Biomass industry warned not all organic material is carbon neutral
Renewable energy debate comes as EU focuses on biomass to meet 2020 targets
By Elizabeth Hearst
(Elizabeth Hearst is a journalist based in Ireland and a graduate of Dublin City University's Masters of Journalism. She has interned with the Racing Post — the UK and Ireland's top horse-racing newspaper. She has worked for the National Broadcaster RTE at the Irish General Election).
DUBLIN (Callaway Climate Insights) — A leading sustainability executive in the wood industry warned this week against categorizing all biomass as “good biomass” in an online debate during the EU’s Sustainable Energy Week.
Jennifer Jenkins, chief sustainability officer at Enviva, the world’s largest producer of industrial wood pellets used for electricity and heat production has stressed that not all biomass “should be categorized as carbon neutral.”
In an online debate organized during EU Sustainable Energy Week, Jenkins spoke about the need for biomass to come from “low-value wood residues or smaller trees coming from timber harvests.”
According to Eurostat, biomass represents almost 60% of the total renewable energy usage in the European Union, with policymakers in Brussels now faced with the task of ensuring renewable energy policies do not encourage the “wrong type” of biomass.
In comparison, the U.S. usage of biomass only amounts to 5% of total energy usage with 44% of this derived from wood, according to the U.S. Energy Information Administration.
The usage of biomass in the European Union is integral to countries such as Austria, Denmark, Finland, Latvia and Sweden, which all are unable to meet their 2020 renewable energy targets without it.
The European Commission announced it would undertake a comprehensive assessment of biomass supply and demand in Europe and globally with a view to “ensure that EU biomass-related policies are sustainable.”
In its biodiversity strategy titled, “Bringing nature back into our lives” published in late May, the European Commission laid out its objective to ensure that the EU regulatory framework on bioenergy is in line with the “increased ambition set out in the European Green Deal.”
The policy framework also noted the reduction in usage of “whole trees and food and feed crops for energy production” should be achieved.
Speaking at the virtual conference Martin Junginger, professor of energy and resources at Utrecht University, emphasized the importance of investment into the biomass sector. “Bioenergy is basically the backbone for some countries,” he said.
Although he admits that biomass is not a carbon neutral energy source, he believes that its usage is far superior than our current reliance on fossil fuels. “If you burn biomass, then of course there is CO2 being emitted … Ultimately within two or three decades, even the lesser sustainable kinds of biomass will have repaid their carbon debt and perform better than fossil fuels,” he said.

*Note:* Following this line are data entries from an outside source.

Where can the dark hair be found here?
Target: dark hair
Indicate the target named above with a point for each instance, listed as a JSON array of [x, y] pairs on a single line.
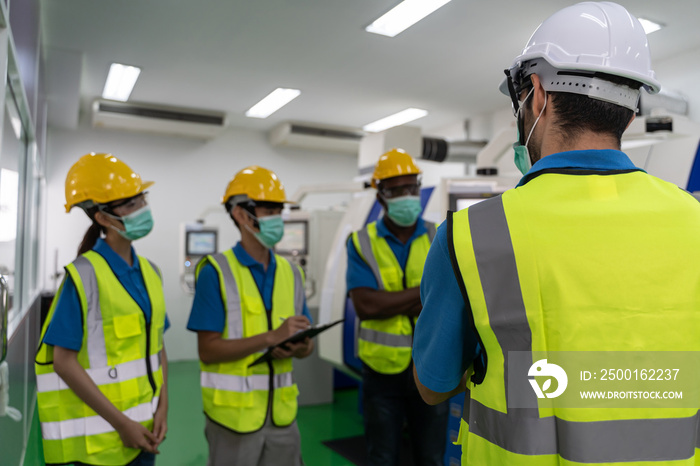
[[579, 113], [92, 234]]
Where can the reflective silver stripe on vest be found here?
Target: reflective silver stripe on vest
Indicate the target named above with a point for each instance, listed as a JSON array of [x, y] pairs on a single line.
[[495, 262], [96, 349], [233, 299], [51, 381], [298, 290], [366, 250], [521, 430], [386, 339], [237, 383], [628, 440], [156, 269], [94, 425], [430, 226]]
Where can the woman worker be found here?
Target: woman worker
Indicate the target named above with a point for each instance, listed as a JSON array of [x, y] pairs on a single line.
[[101, 365]]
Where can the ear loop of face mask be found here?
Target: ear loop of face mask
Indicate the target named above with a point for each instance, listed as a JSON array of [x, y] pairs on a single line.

“Sustainable biomass is scarce,” Junginger said. “So we have to think cleverly where we want to deploy it,” he added. He believes that biomass should be used in priority “for industrial purposes which are harder to decarbonize,” as well as heavy-duty road transport, shipping and aviation where biofuels can provide an alternative to hydrocarbon-based fossil fuels.
According to UN scientists, the next 10 years will be critical to ensure the world stays on track with the Paris Agreement.
To achieve those goals, carbon pollution must fall to net zero by 2050, according to scientists at the Intergovernmental Panel on Climate Change (IPCC).